4.10.4 Manipulation Checks
At the end of Study 4, we asked participants to choose whether they “always had information available from their teammates,” “had no information from their teammates,” or “had information available from their teammates, but could choose not to see it.” χ2 tests revealed that participants accurately recalled whether they had the option to solicit information from teammates (χ2 = 435.57, p < 0.001).

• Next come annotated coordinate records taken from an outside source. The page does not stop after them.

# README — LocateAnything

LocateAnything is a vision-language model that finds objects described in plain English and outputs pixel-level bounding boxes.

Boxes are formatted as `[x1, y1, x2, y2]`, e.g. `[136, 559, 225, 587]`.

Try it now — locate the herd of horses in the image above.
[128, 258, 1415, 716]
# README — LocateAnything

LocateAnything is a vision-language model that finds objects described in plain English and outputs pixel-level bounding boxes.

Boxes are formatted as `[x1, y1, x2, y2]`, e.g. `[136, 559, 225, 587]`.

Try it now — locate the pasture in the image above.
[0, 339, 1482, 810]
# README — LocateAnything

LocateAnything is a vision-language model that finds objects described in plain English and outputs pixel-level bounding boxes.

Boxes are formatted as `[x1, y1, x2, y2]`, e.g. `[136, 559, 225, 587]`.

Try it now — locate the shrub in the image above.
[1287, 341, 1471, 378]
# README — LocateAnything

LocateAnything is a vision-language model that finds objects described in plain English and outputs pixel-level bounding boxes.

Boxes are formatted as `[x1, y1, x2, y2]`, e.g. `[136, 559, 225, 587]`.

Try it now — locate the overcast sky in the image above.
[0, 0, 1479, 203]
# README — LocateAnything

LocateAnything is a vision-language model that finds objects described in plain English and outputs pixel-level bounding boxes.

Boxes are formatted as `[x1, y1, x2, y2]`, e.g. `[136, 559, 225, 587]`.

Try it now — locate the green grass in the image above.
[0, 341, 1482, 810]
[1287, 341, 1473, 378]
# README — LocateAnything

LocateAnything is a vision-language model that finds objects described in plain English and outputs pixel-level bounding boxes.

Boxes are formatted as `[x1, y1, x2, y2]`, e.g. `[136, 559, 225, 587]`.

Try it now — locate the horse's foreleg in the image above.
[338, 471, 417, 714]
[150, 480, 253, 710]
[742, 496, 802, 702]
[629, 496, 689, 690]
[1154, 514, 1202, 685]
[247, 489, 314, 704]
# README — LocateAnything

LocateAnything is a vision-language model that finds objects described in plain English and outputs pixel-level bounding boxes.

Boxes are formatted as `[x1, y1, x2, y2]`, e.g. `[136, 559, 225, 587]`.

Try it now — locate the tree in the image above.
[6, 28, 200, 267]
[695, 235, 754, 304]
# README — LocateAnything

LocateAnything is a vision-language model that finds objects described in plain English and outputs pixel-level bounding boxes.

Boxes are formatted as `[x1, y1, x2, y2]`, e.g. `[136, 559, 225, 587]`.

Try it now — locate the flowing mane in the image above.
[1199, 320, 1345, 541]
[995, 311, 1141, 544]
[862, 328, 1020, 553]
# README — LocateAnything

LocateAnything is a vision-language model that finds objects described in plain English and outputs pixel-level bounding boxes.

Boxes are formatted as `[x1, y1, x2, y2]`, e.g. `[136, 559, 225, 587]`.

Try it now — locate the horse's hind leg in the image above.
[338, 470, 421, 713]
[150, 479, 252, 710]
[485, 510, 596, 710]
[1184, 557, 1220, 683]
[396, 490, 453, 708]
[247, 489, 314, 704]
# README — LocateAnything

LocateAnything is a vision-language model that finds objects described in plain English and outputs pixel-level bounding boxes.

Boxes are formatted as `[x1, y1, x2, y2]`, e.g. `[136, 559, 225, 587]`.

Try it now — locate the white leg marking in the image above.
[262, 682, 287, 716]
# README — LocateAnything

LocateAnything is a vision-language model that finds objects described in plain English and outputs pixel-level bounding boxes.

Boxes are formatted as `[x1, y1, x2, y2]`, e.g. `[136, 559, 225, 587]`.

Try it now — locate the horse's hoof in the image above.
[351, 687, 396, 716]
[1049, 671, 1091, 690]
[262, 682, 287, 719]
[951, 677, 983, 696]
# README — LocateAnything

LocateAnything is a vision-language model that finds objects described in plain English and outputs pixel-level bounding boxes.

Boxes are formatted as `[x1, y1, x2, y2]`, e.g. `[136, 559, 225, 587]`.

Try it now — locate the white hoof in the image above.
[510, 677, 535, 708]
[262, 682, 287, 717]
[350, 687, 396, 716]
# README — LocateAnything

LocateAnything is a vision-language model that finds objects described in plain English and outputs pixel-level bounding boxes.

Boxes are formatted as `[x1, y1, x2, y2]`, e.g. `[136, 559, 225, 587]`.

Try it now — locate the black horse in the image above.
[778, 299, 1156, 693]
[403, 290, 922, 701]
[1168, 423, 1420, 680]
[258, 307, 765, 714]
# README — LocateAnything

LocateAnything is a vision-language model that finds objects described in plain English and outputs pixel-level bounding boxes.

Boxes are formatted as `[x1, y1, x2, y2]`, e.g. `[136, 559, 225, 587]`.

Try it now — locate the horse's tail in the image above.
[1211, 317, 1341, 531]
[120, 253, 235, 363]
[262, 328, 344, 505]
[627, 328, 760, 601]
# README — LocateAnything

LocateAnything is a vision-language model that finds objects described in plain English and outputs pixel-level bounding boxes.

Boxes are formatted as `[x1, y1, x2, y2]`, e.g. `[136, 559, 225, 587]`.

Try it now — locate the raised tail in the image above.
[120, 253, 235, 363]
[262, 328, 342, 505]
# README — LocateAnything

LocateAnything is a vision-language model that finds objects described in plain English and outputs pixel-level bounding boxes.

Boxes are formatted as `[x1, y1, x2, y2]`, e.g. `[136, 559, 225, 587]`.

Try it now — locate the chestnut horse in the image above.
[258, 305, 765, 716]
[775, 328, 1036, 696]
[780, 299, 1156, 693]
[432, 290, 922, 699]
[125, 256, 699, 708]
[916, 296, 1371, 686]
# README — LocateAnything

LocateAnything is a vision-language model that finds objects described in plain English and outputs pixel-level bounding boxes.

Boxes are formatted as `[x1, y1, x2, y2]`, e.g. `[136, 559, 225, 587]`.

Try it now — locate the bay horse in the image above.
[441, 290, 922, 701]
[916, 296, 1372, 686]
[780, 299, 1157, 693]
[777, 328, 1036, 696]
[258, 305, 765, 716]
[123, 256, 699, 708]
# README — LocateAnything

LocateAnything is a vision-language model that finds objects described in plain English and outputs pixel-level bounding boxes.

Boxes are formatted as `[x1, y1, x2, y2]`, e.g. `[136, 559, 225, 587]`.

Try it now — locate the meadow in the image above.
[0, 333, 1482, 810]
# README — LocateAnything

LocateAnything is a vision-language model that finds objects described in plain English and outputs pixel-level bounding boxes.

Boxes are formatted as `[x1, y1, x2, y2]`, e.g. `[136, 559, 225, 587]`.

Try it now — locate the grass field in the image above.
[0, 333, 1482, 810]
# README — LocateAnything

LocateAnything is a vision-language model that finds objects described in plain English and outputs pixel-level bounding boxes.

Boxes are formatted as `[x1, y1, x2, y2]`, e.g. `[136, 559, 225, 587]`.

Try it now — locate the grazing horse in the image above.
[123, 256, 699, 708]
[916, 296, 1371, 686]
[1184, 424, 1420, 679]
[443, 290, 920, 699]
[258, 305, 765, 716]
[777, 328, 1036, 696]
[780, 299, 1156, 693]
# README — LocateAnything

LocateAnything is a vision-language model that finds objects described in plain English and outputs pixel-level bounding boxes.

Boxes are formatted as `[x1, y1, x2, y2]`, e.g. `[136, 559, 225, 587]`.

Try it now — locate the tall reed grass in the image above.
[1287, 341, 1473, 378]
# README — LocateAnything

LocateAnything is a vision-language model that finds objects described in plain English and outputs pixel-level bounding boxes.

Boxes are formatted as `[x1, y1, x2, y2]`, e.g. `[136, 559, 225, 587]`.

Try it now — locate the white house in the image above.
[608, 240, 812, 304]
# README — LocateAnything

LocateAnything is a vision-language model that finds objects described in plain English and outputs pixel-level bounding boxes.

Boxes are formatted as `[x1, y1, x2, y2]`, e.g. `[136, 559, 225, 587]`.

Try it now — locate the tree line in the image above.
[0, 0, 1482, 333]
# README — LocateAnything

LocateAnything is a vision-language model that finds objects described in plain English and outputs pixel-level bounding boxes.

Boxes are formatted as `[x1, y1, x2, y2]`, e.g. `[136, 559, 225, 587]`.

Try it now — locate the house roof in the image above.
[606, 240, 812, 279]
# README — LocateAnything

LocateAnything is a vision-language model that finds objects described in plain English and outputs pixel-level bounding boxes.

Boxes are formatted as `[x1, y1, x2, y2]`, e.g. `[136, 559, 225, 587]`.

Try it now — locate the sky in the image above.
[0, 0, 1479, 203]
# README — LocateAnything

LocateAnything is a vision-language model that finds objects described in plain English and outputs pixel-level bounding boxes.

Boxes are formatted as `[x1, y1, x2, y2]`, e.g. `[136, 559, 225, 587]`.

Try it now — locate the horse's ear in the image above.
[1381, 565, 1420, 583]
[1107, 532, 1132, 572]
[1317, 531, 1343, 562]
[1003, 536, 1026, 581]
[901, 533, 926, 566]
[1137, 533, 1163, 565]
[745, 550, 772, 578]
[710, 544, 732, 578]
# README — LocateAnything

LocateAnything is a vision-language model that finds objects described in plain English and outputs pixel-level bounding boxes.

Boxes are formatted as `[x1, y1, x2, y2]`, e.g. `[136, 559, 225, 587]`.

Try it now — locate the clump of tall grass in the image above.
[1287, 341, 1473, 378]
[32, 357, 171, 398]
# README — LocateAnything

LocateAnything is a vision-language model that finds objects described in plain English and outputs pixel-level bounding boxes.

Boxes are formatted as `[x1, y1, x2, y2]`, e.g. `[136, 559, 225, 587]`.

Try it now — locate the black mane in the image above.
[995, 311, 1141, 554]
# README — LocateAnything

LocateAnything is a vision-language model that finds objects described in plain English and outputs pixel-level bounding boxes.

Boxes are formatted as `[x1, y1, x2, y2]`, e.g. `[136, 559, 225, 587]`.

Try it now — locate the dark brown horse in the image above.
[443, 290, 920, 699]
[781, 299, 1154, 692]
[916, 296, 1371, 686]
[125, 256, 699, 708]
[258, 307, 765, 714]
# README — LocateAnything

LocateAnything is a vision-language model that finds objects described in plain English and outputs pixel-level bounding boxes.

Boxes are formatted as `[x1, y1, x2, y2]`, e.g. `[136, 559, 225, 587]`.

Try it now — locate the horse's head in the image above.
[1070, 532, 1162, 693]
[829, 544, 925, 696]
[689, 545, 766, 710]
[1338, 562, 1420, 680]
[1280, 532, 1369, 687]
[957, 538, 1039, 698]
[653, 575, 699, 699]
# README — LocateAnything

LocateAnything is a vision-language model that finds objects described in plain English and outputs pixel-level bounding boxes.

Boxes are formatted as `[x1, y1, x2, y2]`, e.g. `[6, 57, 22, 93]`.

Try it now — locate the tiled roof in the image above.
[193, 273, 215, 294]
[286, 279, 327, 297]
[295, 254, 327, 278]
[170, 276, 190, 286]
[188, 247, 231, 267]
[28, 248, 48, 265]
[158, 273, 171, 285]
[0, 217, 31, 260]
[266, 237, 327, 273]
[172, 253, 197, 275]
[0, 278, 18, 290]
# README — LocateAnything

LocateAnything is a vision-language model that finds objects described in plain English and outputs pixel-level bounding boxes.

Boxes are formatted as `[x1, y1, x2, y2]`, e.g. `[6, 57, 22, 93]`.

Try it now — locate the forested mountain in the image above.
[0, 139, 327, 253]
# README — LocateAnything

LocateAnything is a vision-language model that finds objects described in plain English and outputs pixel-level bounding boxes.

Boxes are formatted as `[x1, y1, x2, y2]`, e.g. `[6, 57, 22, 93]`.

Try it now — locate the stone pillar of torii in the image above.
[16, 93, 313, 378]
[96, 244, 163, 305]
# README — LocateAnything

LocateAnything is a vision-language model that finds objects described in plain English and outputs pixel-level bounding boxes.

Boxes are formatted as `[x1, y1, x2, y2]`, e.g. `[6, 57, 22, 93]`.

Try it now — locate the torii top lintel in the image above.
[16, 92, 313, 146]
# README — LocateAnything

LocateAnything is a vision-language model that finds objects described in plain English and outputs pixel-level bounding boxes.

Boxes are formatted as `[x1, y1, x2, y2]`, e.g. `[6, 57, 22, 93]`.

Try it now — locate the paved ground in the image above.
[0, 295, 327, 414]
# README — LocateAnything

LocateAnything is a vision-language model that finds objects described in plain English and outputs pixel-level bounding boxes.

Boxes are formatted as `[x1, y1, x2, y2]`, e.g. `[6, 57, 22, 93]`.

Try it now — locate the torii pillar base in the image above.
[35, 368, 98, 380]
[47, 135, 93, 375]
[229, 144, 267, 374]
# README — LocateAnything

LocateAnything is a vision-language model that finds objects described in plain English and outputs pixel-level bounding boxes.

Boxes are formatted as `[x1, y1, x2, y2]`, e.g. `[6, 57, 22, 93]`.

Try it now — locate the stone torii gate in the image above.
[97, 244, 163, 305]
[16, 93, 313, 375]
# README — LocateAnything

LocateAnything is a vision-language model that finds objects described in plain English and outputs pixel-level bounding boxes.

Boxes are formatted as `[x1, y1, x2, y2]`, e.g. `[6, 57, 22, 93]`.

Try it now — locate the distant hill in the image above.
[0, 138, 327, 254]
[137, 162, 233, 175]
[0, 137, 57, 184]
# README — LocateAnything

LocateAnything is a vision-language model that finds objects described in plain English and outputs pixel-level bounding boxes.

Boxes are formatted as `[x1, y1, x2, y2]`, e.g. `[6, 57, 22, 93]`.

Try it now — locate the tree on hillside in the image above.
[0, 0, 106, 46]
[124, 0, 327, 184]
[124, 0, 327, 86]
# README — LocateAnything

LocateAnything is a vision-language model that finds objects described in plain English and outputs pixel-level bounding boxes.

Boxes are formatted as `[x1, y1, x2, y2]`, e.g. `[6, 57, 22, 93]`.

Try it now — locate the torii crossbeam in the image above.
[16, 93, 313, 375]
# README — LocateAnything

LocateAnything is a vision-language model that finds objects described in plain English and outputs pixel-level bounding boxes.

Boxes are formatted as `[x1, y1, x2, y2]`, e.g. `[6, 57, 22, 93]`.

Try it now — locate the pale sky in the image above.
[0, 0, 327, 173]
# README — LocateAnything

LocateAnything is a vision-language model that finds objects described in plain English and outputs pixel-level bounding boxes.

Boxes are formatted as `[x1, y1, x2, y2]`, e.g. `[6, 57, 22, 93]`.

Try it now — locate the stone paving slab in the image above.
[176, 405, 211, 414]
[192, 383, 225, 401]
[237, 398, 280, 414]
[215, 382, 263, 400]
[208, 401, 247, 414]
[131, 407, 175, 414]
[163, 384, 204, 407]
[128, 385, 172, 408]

Likewise, the check for signal fit worked as expected (χ2 = 7.64, p = 0.006). To check whether our congruent signal manipulations impacted participants, we regressed the impact of signal congruence on participant confidence in their final decision. Mixed effects regression including only the main effects of our experimental conditions shows that the only variable predicting final decision confidence was the signal congruence variable (𝝲 = 3.109, p < 0.001). Looking at interactions, the main effects of signal fit (𝝲 = 0.095, p = 0.970) and optional advice (𝝲 = − 0.722, p = 0.773) were not significant. The three-way interaction between experimental manipulations was trending, though not significant (𝝲 = − 4.759, p = 0.065).
4.11 Study 4 Results
Table 11 displays the means, standard deviations, and descriptive statistics of our Study 4 variables. Results show that when accounting for only the main effects of our experimental conditions, signal fit had no significant effect on the likelihood of AI convergence regardless of whether additional information was presented as bar charts showing historical selection ratios of Iris AI (Odds ratio = 0.879, p = 0.183). Furthermore, like in previous studies, we found that being in the optional AI advice condition reduced the likelihood of convergence between participants and Iris AI (Odds ratio = 0.672, p < 0.001), replicating the findings from Studies 1–3 related to Hypothesis 2. As in Study 3, we find the key driver of AI convergence is the congruence of the signal set within the team (Hypothesis 3). When the signals sent by Iris AI and Sam Smith were congruent, participants' decisions were much more likely to converge with Iris AI (Odds ratio = 3.717, p < 0.001).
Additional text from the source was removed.